Tengo la suficiente edad para recordar desde sus inicios las victorias arrolladoras del socialismo en Andalucía. Lo que empezó siendo una secuencia casi natural de presidentes (el Partido Popular rondó la sorpresa en alguna ocasión y su labor no debe olvidarse ahora), terminó degenerando en un régimen trufado de escándalos.
La noticia habitual que acompañaba a Andalucía era la que mostraba a sus vecinos como los campeones del desempleo, de la inoperancia, de la nada. Como se ha podido ver en estos últimos años, no era la realidad de una tierra y de una gente tan grande.
Los andaluces han descubierto por sí mismos las cualidades que les hacen ocupar los primeros puestos, en esta ocasión, en creación de empleo, número de autónomos, pequeñas empresas que tiran para adelante… Hoy, Andalucía se pelea por las primeras posiciones en las estadísticas con comunidades autónomas como Madrid.
Un gigante ha despertado.
¿Qué ha sucedido?

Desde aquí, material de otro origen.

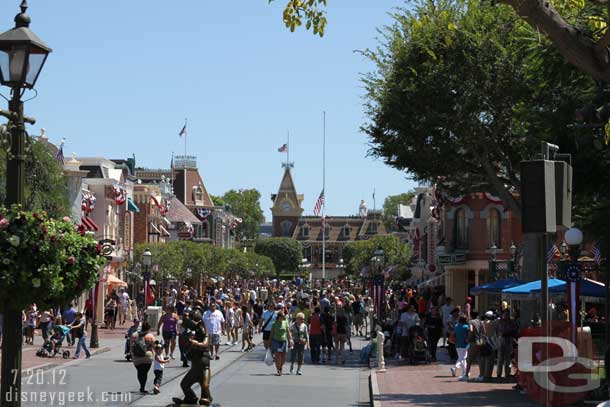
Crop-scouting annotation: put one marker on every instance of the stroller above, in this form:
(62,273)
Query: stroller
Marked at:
(54,345)
(418,346)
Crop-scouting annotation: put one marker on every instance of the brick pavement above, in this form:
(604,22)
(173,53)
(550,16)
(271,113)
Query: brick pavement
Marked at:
(433,385)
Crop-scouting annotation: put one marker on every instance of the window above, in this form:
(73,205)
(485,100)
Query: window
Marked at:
(461,229)
(286,229)
(346,231)
(494,221)
(307,253)
(198,194)
(371,229)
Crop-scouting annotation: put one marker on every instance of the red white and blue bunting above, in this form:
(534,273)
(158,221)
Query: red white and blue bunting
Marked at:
(87,202)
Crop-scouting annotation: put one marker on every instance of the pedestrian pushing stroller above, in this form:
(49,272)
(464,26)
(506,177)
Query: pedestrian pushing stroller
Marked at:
(418,346)
(53,346)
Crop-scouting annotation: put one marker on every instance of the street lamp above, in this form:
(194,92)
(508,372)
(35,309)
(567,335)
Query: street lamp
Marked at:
(146,261)
(573,239)
(22,56)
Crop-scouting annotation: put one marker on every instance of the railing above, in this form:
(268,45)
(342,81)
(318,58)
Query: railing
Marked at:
(451,258)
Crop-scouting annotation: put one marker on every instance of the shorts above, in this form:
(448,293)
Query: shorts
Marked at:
(215,339)
(279,346)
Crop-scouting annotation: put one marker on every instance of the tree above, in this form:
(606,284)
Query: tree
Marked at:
(245,204)
(390,207)
(397,255)
(285,253)
(460,96)
(45,186)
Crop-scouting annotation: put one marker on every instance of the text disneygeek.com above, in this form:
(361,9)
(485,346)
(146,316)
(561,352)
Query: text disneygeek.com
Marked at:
(69,398)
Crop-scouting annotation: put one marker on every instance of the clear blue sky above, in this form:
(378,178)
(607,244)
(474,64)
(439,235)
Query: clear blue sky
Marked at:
(125,74)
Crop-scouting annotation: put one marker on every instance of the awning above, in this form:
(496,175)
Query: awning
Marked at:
(115,281)
(89,223)
(131,205)
(164,231)
(155,229)
(495,286)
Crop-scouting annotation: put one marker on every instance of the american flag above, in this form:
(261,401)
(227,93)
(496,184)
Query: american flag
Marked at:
(597,253)
(319,204)
(60,154)
(551,253)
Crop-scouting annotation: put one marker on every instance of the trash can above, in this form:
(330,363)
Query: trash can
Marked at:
(153,315)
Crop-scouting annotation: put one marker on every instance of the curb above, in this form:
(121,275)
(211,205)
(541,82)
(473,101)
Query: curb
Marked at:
(374,389)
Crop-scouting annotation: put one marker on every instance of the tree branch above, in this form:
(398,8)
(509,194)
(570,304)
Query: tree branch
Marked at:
(575,47)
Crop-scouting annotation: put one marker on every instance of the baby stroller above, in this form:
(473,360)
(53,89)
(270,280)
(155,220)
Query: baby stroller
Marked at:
(54,345)
(418,346)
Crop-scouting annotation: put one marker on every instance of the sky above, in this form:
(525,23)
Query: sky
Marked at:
(124,75)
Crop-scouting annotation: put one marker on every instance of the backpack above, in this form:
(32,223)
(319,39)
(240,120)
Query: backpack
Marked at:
(139,347)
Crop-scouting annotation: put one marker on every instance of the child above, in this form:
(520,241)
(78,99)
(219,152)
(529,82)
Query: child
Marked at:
(158,363)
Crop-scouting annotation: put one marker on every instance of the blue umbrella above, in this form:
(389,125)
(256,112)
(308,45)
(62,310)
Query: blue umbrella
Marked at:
(495,287)
(531,287)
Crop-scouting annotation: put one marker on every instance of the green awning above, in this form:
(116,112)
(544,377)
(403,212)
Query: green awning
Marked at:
(131,205)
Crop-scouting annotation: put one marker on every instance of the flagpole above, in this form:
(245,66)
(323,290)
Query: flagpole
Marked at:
(185,134)
(324,200)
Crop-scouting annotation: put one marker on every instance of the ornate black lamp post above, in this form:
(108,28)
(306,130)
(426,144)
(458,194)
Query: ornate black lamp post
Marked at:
(22,56)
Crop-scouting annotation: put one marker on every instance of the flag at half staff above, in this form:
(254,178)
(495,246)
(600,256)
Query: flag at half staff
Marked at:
(319,204)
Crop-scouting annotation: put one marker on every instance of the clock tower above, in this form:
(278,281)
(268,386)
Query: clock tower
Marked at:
(286,209)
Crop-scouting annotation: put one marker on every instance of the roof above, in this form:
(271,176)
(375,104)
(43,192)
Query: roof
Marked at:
(179,213)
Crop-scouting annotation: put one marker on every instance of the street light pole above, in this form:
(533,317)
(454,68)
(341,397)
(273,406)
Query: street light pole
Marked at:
(23,55)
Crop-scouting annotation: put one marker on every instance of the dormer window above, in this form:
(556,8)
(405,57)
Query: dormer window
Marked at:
(346,231)
(198,194)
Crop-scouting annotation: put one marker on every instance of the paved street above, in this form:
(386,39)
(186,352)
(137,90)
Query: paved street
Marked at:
(239,379)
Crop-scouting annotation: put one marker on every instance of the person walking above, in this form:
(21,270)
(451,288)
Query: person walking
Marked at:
(475,344)
(461,330)
(200,372)
(268,319)
(281,339)
(169,322)
(506,330)
(446,311)
(433,326)
(142,344)
(158,365)
(315,335)
(80,335)
(488,350)
(214,323)
(300,335)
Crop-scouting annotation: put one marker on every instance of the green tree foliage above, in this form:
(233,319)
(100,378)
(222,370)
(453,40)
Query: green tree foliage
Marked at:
(390,207)
(245,204)
(285,253)
(45,186)
(44,260)
(311,12)
(461,94)
(357,255)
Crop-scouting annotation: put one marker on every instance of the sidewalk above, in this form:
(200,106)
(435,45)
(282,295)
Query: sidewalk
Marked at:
(31,362)
(433,385)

Sólo necesitaban creérselo. Que un líder tirara de ellos hacia el futuro. Andalucía ya no es igual a socialismo (otro tópico caduco).
Los andaluces han reconocido al presidente Juan Manuel Moreno no solo por su buena labor al frente de la Junta, sino por un Partido Popular moderado pero con las ideas muy claras: bajada de impuestos, igualdad de oportunidades, emprendimiento y solidaridad.
Una nueva generación de populares sin complejos (a quienes se suma la experiencia de otros), lidera el futuro de Madrid y Andalucía: Isabel Díaz Ayuso y Juan Manuel Moreno Bonilla. Juntos, para trabajar juntos por España con Alberto Núñez Feijóo.
En las elecciones del 19J los andaluces tienen el futuro en sus manos. Y como dice la presidenta Isabel Díaz Ayuso: “Del socialismo se sale” y, además, ya nadie quiere volver.